One example: Two postcards sent to thousands of Montanans just before the election didn't include the required notice saying who paid for them. One said Rehberg had wasted "hundreds of millions of our tax dollars on pork barrel projects," and urged people to vote for Cox, "a champion for fiscal responsibility." The other called Rehberg "the king of pork" and told people to vote for Cox.
Cox said he didn't send them. The bulk-mail permit on the postcards came back to a Las Vegas company called PDQ Printing, according to the U.S. Postal Service. In an online manual, PDQ describes itself as "Nevada's preeminent Union printer." No one there returned phone calls.
Greenwood, the head of the Montana Republican Party, filed a complaint with the FEC over the mailers.
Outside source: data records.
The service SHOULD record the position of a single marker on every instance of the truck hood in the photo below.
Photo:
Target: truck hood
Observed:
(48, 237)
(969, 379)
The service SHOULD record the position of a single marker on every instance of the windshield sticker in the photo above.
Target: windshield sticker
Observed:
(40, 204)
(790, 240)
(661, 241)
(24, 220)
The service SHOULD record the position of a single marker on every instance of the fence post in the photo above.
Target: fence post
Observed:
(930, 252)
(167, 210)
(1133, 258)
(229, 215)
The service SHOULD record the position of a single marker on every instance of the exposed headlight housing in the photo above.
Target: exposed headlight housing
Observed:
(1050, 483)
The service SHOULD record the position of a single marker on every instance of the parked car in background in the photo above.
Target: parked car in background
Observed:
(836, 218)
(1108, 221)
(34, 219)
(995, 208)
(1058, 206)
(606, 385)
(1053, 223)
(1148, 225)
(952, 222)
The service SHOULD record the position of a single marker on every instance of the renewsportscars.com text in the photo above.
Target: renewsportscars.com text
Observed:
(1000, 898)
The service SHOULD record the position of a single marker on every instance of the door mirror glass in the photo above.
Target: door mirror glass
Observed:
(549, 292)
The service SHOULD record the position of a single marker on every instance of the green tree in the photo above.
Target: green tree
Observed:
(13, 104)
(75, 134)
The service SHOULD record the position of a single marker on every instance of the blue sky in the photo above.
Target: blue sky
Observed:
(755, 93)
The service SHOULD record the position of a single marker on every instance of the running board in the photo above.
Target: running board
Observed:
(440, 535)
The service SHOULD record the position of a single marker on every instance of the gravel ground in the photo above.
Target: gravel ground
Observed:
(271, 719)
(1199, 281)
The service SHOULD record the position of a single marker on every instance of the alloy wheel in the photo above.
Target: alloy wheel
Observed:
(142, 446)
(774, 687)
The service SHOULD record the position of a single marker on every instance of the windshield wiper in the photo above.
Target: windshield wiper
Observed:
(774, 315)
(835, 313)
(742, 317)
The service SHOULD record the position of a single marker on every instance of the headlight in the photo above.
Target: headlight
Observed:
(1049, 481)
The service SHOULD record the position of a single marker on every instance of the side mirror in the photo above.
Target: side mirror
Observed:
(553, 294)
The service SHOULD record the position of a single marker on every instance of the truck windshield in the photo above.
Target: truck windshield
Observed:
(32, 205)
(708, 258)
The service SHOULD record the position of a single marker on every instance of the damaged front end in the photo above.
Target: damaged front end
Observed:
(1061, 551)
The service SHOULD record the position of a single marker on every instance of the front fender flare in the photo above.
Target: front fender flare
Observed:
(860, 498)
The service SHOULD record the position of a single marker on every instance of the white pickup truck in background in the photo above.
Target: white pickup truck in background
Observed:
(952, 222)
The complaint blames liberal groups and says they "engaged in a duplicitous strategy of supporting the libertarian candidate, Dan Cox, in a desperate attempt" to siphon votes from Rehberg.
More than likely, that complaint won't be resolved for years.
Greenwood said he didn't think disclosure was a cure-all. But he also said the current system marginalized political parties.
"Whether it's Montana Hunters and Anglers or (the conservative super PAC) American Crossroads, they are not responsive to the grassroots," Greenwood said. "These are the professionals and the money men who are not responsive at all to people. The system as it is now does not reflect what people want."
Besides picking between Tester and Rehberg, Montanans got a chance in this election to say how they want the system to work. On the ballot was an initiative — largely symbolic in light of recent court decisions — that declared that corporations are not human beings and banned corporate money in politics.
Gov. Schweitzer, a Democrat, and Bertelsen, the former Republican secretary of state, campaigned for the initiative. In a shocker for backers, almost 75 percent of voters supported it.
"I realized it absolutely didn't have any legal basis to do anything dramatic," said Bertelsen, who is 94. "But it's a case of saying, 'We don't like it.' I guess we could just sit down and not say a word. But the Supreme Court — I think they made a mistake. Money isn't speech, anyhow. It's just money.